As you can see in the figure, TableTunnel creates an object called downloadSession. You can get record Count, which refers to the total number of rows in a partition or table. Here is open reader, which corresponds to batch uploads: reader and writer; uploadSession and downloadSession. Openreader is distinguished by record, for example, there are 1000 lines, which can be downloaded concurrently into ten lines. Download supports column tailoring, that is, you can download several of them. Download the query result and change the TableTunnel entry class to InstanceTunnel,odps. Line 53 is not project, table, but an InstanceID.

In terms of usage restrictions, similar to bulk uploads, the DownloadSession limit is 24 hours because it also has temporary files. Similarly, idle links are timed out for 120s, and there is also a Project-level concurrent current limit, which affects performance by fragmented files.

V. Best practices

If the concurrency is high, batch API is not recommended, because the concurrency limit is project. If the upload or download limit is full, the batch upload of the entire project will fail.

This interface is recommended to reduce concurrency and then make full use of the concurrency throughput capacity of about 10 megabits per second. Streaming is not restricted by concurrency for architectural reasons. QPS does not recommend batch upload, because of the problem of fragmented files, it is not recommended to use a very high QPS to write data with batch API. If QPS and concurrency are not high, the use of these three methods will not be very limited.

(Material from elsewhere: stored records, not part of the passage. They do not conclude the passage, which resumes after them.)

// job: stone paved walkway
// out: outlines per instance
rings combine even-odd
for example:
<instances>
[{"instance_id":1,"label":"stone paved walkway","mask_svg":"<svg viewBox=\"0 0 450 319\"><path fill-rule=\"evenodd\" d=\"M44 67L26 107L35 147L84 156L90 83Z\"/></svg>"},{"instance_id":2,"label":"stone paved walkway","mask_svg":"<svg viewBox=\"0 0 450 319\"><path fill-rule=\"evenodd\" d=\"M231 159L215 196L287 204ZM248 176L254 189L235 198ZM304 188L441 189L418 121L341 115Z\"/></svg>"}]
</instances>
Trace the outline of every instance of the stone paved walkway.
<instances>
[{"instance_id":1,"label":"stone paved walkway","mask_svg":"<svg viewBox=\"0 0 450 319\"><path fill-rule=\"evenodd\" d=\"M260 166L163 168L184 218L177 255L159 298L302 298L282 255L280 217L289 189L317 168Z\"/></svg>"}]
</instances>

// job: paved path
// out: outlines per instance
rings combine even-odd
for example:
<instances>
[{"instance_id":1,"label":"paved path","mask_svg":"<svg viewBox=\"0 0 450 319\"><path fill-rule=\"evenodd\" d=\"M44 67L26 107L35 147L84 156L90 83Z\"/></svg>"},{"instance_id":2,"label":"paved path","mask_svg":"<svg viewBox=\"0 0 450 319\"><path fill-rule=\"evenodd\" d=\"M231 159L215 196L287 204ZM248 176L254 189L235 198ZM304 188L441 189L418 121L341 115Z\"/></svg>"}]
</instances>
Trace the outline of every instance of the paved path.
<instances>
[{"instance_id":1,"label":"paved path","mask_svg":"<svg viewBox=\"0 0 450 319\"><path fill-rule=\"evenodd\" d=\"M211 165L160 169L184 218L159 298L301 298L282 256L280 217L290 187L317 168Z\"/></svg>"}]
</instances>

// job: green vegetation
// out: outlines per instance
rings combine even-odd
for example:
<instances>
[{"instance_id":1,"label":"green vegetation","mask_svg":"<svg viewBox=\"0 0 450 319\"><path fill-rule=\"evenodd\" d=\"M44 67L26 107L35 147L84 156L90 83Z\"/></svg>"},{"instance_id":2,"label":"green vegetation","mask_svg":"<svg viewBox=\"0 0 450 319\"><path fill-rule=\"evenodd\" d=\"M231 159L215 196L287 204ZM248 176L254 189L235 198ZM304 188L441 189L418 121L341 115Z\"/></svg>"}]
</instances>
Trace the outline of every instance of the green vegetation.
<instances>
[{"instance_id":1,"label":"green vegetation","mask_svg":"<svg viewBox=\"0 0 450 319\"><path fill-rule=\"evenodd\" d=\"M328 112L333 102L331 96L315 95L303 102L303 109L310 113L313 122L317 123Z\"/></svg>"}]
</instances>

There are several other scenarios. Transaction now supports batch upload, and streaming upload will follow. Currently, streaming upload does not support Insert Overwrite, and it may not be developed later, because this scenario is obviously a batch semantics.

On the MaxCompute Tunnel technical principles and development practice is how to share here, I hope that the above content can be of some help to you, can learn more knowledge. If you think the article is good, you can share it for more people to see.

Welcome to subscribe "Shulou Technology Information " to get latest news, interesting things and hot topics in the IT industry, and controls the hottest and latest Internet news, technology news and IT industry trends.

*The comments in the above article only represent the author's personal views and do not represent the views and positions of this website. If you have more insights, please feel free to contribute and share.